On 01/05/2012 06:59 AM, Daniel P. Berrange wrote:
On Thu, Jan 05, 2012 at 10:37:14AM -0200, Luiz Capitulino wrote:
On Thu, 5 Jan 2012 10:16:30 +0000
"Daniel P. Berrange"<berra...@redhat.com> wrote:
On Wed, Jan 04, 2012 at 05:45:11PM -0200, Luiz Capitulino wrote:
This version drops modes 'sleep' and 'hybrid' because they don't work
properly due to issues in qemu. Only the 'hibernate' mode is supported
for now.
IMHO this is short-sighted. When the bugs QEMU in are fixed so that
these modes work, you have needlessly put users in the situation where
they have to now upgrade the guest agent everywhere to take advantage
of the bugfix.
That was my thinking until v4. But after discussing with Michael the issues
we have with S3 I concluded that it doesn't make sense to offer an API to
something that doesn't work, this will just generate bug reports. Also,
updating to get new features is normal and expected.

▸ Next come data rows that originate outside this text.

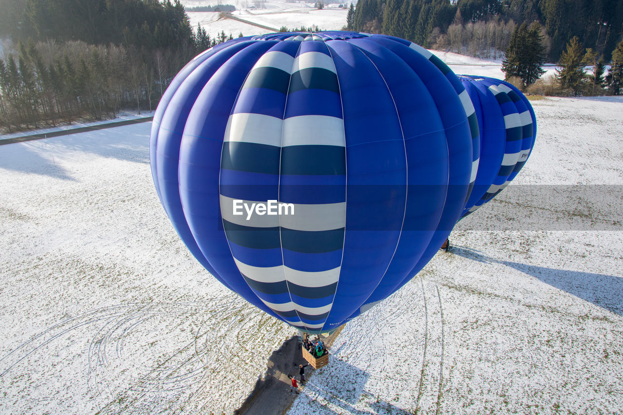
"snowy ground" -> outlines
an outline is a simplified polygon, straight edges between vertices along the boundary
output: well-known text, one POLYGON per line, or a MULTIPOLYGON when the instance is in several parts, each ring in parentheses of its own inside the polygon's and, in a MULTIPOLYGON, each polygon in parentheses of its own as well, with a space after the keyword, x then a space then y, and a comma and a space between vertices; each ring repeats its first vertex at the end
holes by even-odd
MULTIPOLYGON (((193 1, 186 0, 182 2, 186 7, 197 6, 214 5, 216 1, 193 1)), ((303 1, 285 1, 285 0, 269 0, 264 3, 254 1, 235 1, 222 2, 233 4, 236 11, 232 14, 237 17, 247 21, 249 23, 240 22, 223 17, 220 13, 212 12, 188 12, 191 25, 196 28, 199 24, 206 29, 211 37, 216 36, 221 31, 229 36, 232 34, 237 37, 240 33, 244 36, 264 34, 277 31, 282 26, 290 29, 317 26, 321 30, 340 30, 346 24, 346 9, 337 8, 337 4, 331 4, 330 7, 325 7, 318 10, 313 2, 303 1), (263 8, 256 8, 254 4, 261 4, 263 8), (268 30, 253 26, 255 23, 272 27, 275 30, 268 30)))
POLYGON ((29 130, 27 131, 20 131, 16 133, 10 133, 0 135, 0 140, 6 138, 12 138, 14 137, 21 137, 25 135, 34 135, 36 134, 45 134, 52 131, 62 131, 64 130, 71 130, 80 127, 92 126, 94 125, 101 125, 102 124, 110 124, 120 121, 127 121, 130 120, 136 120, 145 117, 153 116, 153 112, 144 110, 139 112, 136 110, 125 109, 117 113, 117 117, 110 120, 103 120, 102 121, 92 121, 86 123, 73 122, 70 124, 57 125, 55 126, 48 127, 46 128, 37 128, 35 130, 29 130))
MULTIPOLYGON (((620 189, 623 100, 533 104, 537 142, 513 184, 620 189)), ((293 333, 188 254, 153 188, 149 130, 0 146, 0 413, 231 413, 293 333)), ((512 190, 346 325, 290 414, 621 413, 620 222, 512 190), (526 221, 581 223, 488 229, 513 203, 526 221)))

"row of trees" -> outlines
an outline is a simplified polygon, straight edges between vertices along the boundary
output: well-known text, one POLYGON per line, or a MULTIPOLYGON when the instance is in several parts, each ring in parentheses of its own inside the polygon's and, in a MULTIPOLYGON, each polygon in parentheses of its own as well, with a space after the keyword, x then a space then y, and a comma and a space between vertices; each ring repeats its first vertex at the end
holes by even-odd
MULTIPOLYGON (((100 120, 131 107, 151 110, 189 60, 232 39, 224 32, 211 39, 199 27, 194 32, 179 1, 78 2, 83 3, 83 8, 74 11, 72 23, 69 17, 65 18, 67 25, 87 25, 84 19, 88 13, 80 13, 96 2, 105 9, 104 22, 117 29, 121 27, 121 16, 117 13, 121 10, 130 12, 132 7, 143 11, 151 7, 156 17, 148 13, 132 21, 124 16, 123 21, 133 24, 132 29, 125 26, 115 34, 110 27, 102 27, 97 37, 74 32, 72 28, 62 30, 57 22, 39 25, 33 18, 31 29, 25 27, 21 32, 27 33, 29 40, 22 41, 23 36, 19 36, 17 45, 5 50, 4 59, 0 59, 0 129, 11 131, 84 117, 100 120), (120 22, 107 21, 106 16, 117 16, 120 22), (138 19, 145 19, 140 26, 136 24, 138 19), (33 32, 29 31, 34 28, 39 34, 31 36, 33 32), (78 39, 68 40, 74 37, 78 39)), ((62 7, 76 4, 70 0, 27 0, 27 6, 26 17, 48 12, 51 13, 48 17, 57 17, 62 7), (40 7, 42 4, 45 7, 40 7)))
POLYGON ((612 52, 607 74, 604 74, 603 57, 600 57, 592 48, 583 48, 577 37, 567 44, 558 63, 561 69, 556 79, 563 92, 574 95, 602 95, 606 88, 614 95, 623 92, 623 40, 612 52), (587 66, 592 67, 592 74, 586 72, 587 66))
POLYGON ((573 36, 583 47, 593 49, 607 60, 621 38, 623 1, 359 0, 352 13, 349 9, 346 27, 396 36, 424 47, 487 55, 506 49, 515 23, 530 26, 535 21, 544 28, 550 62, 560 58, 573 36), (494 32, 502 35, 501 41, 495 40, 494 32))
MULTIPOLYGON (((574 36, 558 61, 559 69, 553 80, 554 88, 547 92, 574 95, 619 95, 623 92, 623 40, 612 56, 612 64, 606 74, 604 57, 592 48, 583 47, 578 37, 574 36), (587 67, 592 68, 592 73, 586 72, 587 67)), ((545 59, 541 26, 536 22, 530 27, 522 23, 513 32, 502 69, 507 80, 519 80, 520 85, 517 86, 525 90, 545 72, 542 68, 545 59)))

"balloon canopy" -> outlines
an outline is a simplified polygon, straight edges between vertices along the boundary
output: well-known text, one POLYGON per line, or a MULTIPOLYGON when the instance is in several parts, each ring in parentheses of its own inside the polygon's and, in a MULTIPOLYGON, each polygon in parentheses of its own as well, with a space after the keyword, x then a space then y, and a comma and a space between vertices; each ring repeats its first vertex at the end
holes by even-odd
POLYGON ((501 192, 523 167, 535 145, 536 119, 528 98, 513 85, 485 77, 459 79, 480 127, 480 164, 465 217, 501 192))
POLYGON ((330 332, 412 278, 463 214, 480 171, 472 102, 403 39, 240 37, 196 57, 162 97, 154 183, 221 283, 330 332))

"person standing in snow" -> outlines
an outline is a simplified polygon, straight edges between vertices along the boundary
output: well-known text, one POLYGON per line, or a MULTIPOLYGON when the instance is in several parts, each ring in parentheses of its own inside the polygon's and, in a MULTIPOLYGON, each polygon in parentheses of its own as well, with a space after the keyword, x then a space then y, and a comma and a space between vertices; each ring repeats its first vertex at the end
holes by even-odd
POLYGON ((307 363, 307 365, 298 365, 298 374, 301 375, 301 383, 305 381, 305 368, 307 368, 308 365, 309 363, 307 363))
POLYGON ((292 386, 290 387, 290 393, 292 393, 292 391, 294 391, 297 393, 298 393, 298 384, 297 383, 297 378, 290 375, 288 377, 292 381, 292 386))

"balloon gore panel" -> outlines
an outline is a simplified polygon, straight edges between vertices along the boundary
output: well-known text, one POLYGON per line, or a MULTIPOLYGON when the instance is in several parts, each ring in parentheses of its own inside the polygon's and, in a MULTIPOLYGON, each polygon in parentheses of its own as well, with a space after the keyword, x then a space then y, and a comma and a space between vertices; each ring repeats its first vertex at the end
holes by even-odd
POLYGON ((167 214, 211 274, 323 333, 406 284, 515 177, 534 120, 512 85, 457 77, 404 39, 270 34, 180 72, 150 160, 167 214))

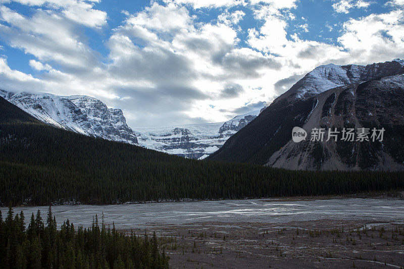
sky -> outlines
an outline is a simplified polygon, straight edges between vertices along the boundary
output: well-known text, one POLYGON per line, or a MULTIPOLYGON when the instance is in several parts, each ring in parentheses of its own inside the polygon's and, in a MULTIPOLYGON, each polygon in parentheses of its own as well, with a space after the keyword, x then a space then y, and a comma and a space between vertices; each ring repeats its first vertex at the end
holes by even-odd
POLYGON ((0 0, 0 88, 87 95, 129 126, 259 110, 319 65, 404 59, 404 0, 0 0))

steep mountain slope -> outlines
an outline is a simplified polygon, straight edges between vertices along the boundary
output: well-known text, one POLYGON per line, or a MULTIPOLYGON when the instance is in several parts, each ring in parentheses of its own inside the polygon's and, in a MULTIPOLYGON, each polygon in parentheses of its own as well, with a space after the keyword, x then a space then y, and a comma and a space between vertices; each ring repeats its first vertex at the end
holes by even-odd
POLYGON ((178 156, 203 159, 217 150, 229 137, 255 119, 259 111, 236 116, 225 123, 169 127, 136 128, 139 144, 178 156))
POLYGON ((0 90, 0 96, 41 121, 66 130, 193 158, 204 158, 217 150, 259 113, 236 116, 225 123, 137 128, 135 131, 126 124, 121 110, 109 109, 93 97, 4 90, 0 90))
POLYGON ((0 152, 1 205, 340 194, 404 187, 402 173, 318 173, 181 158, 55 128, 1 97, 0 152))
POLYGON ((122 111, 109 109, 97 99, 83 95, 13 93, 0 96, 42 122, 90 136, 137 144, 122 111))
POLYGON ((396 60, 319 67, 210 157, 292 169, 402 169, 404 148, 398 142, 404 139, 403 66, 396 60), (306 141, 291 140, 295 126, 308 132, 306 141), (384 141, 309 141, 315 128, 326 132, 362 127, 384 128, 384 141))

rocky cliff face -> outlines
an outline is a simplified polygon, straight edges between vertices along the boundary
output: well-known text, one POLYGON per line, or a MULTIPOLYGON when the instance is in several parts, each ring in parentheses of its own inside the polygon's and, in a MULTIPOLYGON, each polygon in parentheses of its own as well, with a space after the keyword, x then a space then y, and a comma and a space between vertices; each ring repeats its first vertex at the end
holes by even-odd
POLYGON ((259 111, 235 117, 225 123, 178 127, 137 128, 141 145, 189 158, 203 159, 257 117, 259 111))
POLYGON ((236 116, 225 123, 138 128, 134 131, 126 124, 121 110, 109 109, 91 97, 4 90, 0 90, 0 96, 39 120, 60 128, 194 158, 204 158, 217 150, 259 112, 236 116))
MULTIPOLYGON (((319 67, 212 154, 214 159, 302 170, 404 169, 404 61, 319 67), (291 139, 297 126, 308 133, 291 139), (384 128, 382 141, 327 141, 329 130, 384 128), (310 141, 315 128, 323 141, 310 141)), ((369 134, 370 137, 371 134, 369 134)))
POLYGON ((86 135, 138 143, 122 111, 109 109, 95 98, 4 90, 0 96, 44 123, 86 135))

This is assuming that users will always upgrade their VMs& hosts in
lock step, which I rather doubt they will in practice. eg imagine a
deployment might have a mixture of hosts, running QEMU 1.1 (broken S3)
and QEMU 1.2 (working S3). If they build VM disk images they will likely
use the QEMU GA from 1.2 for all their builds, even if many of them
will only run on QEMU 1.1 hosts. So you'll end up having 'sleep' and
'hybrid' commands available in the guest agent, even though the host
QEMU doesn't work properly.
So you *will* ultimately need to make sure that QEMU GA from 1.2, has
sensible behaviour when run on a QEMU 1.1 host. If you don't address
this during 1.1, you may well find yourself in an un-winnable situation
for 1.2, where it is impossible to provide good behaviour on old hosts.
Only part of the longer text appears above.